BACKGROUND TIVA has gained popularity recently partly in order to reduce pollution by volatile agents. The present study was designed to evaluate the comparison of Total intravenous anaesthesia (TIVA) techniques: Midazolam-Ketamine and Propofol-Fentanyl for their cardiovascular effects, intraoperative and postoperative complications and recovery profile.
MATERIALS AND METHODSThe study was a non-randomised clinical trial. After approval of the hospital ethical committee, hundred patients from either sex ranging from 20-60 years of age, undergoing short surgical procedures less than an hour of ASA grade I and II were included in this study. The patients were randomly allocated into two Groups of 50 patients each. Group A received injection midazolam 0.05 mg/kg IV and injection glycopyrrolate 0.2 mg IV one minute before injection Ketamine 2 mg/kg IV given over 60 seconds. Thereafter ketamine infusion was started at 50 mcg/kg/min. Group B received injection fentanyl 2 mcg/kg IV. and injection glycopyrrolate 0.2 mg IV one minute before the injection propofol 2.5 mg/kg IV given over 60 seconds. Thereafter, propofol infusion was started at 200 mcg/kg/min. The various parameters studied were induction time, pain on injection, heart rate, respiratory rate, SpO2, recovery time by using Modified Steward Coma Score.

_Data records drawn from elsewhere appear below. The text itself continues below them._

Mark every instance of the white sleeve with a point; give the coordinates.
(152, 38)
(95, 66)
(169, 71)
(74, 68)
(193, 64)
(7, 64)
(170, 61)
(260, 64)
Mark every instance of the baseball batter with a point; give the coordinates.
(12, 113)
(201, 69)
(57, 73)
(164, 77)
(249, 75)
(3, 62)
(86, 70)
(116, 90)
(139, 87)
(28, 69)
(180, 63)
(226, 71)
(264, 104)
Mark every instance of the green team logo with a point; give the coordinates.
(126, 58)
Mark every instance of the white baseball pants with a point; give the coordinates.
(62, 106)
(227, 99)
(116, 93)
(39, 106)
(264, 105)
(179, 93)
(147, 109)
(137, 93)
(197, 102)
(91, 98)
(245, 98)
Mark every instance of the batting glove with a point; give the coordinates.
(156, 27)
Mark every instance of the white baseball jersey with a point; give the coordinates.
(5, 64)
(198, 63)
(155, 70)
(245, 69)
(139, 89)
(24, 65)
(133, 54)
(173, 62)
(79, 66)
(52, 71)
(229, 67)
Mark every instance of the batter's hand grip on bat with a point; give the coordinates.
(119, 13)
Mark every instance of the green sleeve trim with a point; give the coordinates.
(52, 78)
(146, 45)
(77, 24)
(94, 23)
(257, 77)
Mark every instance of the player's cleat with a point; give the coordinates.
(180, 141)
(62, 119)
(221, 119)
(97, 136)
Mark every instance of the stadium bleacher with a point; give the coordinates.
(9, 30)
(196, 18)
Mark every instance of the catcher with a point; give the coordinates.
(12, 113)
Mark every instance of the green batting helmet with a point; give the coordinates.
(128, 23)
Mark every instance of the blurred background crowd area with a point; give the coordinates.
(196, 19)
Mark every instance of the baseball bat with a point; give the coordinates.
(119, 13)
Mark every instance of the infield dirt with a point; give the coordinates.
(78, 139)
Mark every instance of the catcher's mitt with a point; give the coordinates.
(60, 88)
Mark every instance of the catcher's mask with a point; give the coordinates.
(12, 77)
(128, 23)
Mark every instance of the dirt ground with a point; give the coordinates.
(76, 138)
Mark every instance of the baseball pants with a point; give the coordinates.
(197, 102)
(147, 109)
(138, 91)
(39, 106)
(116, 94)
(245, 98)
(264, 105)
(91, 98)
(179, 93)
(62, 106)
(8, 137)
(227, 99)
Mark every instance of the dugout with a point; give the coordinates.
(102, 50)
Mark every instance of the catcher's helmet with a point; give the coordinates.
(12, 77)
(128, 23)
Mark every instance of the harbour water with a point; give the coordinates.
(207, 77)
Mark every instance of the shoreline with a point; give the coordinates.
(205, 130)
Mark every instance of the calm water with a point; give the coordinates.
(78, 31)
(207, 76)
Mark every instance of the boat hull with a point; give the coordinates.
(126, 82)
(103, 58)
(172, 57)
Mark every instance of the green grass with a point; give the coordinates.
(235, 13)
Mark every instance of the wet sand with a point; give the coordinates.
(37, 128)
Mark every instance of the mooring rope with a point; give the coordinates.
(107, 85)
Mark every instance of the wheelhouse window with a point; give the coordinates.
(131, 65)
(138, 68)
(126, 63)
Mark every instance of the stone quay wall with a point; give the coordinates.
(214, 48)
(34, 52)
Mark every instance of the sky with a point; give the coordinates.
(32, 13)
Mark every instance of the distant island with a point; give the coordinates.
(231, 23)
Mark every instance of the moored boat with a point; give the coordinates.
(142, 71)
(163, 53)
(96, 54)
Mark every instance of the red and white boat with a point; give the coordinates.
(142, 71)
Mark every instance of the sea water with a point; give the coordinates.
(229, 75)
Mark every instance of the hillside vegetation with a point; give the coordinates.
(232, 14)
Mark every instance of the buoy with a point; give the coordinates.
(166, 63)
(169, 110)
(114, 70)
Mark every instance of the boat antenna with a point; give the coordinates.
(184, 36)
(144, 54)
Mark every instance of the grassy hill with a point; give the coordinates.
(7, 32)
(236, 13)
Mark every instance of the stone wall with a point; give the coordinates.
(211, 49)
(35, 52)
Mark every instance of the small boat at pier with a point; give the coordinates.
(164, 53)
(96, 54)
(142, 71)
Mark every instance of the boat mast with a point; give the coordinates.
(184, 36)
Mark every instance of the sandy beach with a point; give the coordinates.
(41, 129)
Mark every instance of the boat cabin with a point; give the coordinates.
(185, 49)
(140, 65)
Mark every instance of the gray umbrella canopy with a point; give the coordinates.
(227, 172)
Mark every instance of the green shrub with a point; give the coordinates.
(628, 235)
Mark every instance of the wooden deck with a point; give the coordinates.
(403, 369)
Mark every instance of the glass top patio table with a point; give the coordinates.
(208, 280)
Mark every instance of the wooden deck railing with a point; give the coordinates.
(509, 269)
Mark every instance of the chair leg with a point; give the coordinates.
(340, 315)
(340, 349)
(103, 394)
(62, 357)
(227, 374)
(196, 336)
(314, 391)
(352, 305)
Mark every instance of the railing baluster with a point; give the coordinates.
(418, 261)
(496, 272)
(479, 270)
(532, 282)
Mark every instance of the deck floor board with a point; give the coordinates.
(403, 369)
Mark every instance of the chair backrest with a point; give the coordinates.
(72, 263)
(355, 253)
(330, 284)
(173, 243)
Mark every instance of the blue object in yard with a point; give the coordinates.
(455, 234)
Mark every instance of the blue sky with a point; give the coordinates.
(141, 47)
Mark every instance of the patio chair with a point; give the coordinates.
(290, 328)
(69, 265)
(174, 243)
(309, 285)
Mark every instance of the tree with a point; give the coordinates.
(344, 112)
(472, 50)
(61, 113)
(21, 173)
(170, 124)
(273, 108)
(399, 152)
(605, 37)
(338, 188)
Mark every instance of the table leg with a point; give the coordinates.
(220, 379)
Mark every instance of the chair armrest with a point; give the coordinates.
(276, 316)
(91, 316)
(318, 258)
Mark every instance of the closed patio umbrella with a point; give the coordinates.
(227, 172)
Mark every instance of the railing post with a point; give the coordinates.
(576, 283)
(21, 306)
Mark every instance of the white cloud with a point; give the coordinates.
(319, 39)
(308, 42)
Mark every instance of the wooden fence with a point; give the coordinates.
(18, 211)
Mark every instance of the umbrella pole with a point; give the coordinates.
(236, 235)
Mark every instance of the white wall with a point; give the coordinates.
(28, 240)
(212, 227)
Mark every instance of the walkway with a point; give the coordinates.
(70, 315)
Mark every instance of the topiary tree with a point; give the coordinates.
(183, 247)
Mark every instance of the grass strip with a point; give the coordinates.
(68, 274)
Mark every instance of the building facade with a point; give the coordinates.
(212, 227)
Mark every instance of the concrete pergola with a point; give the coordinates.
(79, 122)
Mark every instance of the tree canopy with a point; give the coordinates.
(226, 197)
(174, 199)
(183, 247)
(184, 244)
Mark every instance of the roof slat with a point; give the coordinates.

RESULTSIn Group A, there was statistically significant rise in heart rate (HR) and mean arterial pressure (MAP) 15 minutes (T15) after induction whereas in Group B there was non-significant fall in HR 25 minutes after induction (T25) but statistically significant fall in MAP at T5. Recovery profile was assessed by Modified Steward Coma Score. In Group A, maximum number of patients i.e. 25 patients have score of 6, 15 minutes after stopping ketamine infusion whereas in Group B 30 patients had score of 6, 5 minutes after stopping propofol infusion.